Capturing the Lightbulb Moments: Narrative Case Studies in Career Development

Picture this: you’re sitting with a client and your favourite thing happens - the lightbulb moment. It’s like a flash goes off in their mind and they have a great idea, a gut-check realization, a truthbomb drop.

How are you capturing these moments as they happen? How are you helping your clients reflect on these flashes afterwards? 

Lost in Translation

It’s hard to admit, but before I started using the Online Storyteller, I was ineffective in this vital part of service delivery. Clients and I would both write notes during sessions. Theirs would sit stale in their notebooks and mine would get locked away in a filing cabinet. We’d touch on their main themes, needs and goals session to session, but some of the key nuances were lost. When we did assessments, the results were piecemeal and jumbled together. Without seeing the whole picture, in detail, it always felt to me like I was listening to these wonderful career stories, but the depth and meaning were getting lost in translation.

Stories are highly variable, in duration, quality and type of story (for example, 'type' could be work or volunteer or education). They differ as well in how they’re told. In the language of narrative therapy, some stories are “thin,” without much detail or emotion: “I hated my boring summer job”. Others are “thick” with details, influences of other people and emotional content (White & Epston, 1990).

Career professionals are good at helping clients “thicken” their stories, but to what end? Sometimes when I chat about using a narrative framework, colleagues feel like it’s fluffy since it’s qualitative, subjective and descriptive in nature.

How can we support clients to reflect on their stories in a systematic way, as a legitimate form of input into career counseling, advising or coaching, despite their variability? How can we use storylistening to help clients gain clarity, integrate results from other assessments, and then synthesize the resulting output into a useful format to help them navigate a lifetime of transitions?

Method in the Madness

Enter the Clarification Sketch, the backbone. This is the innovative mechanism at the heart of the narrative framework upon which the Online Storyteller tool is based.

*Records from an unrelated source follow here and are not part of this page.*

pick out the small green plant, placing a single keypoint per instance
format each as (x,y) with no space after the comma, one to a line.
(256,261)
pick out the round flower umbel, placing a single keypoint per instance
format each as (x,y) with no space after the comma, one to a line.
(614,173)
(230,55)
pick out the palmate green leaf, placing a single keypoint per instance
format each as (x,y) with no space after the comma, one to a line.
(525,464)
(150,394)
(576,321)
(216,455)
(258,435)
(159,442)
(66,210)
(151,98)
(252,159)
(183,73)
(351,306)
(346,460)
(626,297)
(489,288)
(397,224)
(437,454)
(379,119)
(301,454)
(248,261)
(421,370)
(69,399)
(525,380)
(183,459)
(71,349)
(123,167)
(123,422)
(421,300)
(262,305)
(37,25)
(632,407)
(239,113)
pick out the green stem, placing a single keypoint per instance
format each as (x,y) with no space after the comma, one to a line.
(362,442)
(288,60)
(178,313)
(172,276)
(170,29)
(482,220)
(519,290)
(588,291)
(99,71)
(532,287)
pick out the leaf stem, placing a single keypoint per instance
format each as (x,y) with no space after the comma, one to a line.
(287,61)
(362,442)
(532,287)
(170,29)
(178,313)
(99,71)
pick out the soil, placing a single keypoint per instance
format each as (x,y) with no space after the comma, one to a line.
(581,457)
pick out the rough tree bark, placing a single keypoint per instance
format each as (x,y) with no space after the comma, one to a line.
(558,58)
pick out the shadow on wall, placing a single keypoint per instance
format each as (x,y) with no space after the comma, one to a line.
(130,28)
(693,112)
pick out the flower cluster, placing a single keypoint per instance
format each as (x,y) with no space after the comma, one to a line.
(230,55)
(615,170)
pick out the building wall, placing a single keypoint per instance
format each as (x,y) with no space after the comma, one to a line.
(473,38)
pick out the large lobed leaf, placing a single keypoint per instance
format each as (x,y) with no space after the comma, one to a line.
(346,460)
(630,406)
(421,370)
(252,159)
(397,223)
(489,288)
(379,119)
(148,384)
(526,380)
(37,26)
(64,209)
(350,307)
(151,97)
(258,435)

As co-founders Mark Franklin and Rich Feller explain it: “Building our story listening skills, we began to see a pattern of elements, such as strengths, desires and personal qualities, that were easily extracted from client stories. Over time, we realized that a tool was needed to gather and organize these elements, thoughts and feelings. This is how the Clarification Sketch innovation emerged. A one-page marvellous mosaic that could reflect client awareness that emerged from witnessing their stories.” 

Once I adapted my service-delivery to operate within this framework, I noticed a significant shift in my clients feeling clear about what they wanted. They were going after it with intention and optimism. I noticed a shift in me too, because my clients were getting results they were happy with.

Mark adds: “Having a consistent approach to client work while still allowing for practitioners to apply professional judgment gives practitioners and clients alike a sense of relief that there is a ‘method in their madness’.”

Case Studies & Stories

In the career development field, there are so many 'tools of the trade'. It can be challenging to know what’s useful and still relevant. A great indication of what’s working, for me, are stories from clients about how they use the tools and why. Below are 3 brief case studies highlighting how my clients used the Clarification Sketch in diverse ways as they navigated their career management and exploration.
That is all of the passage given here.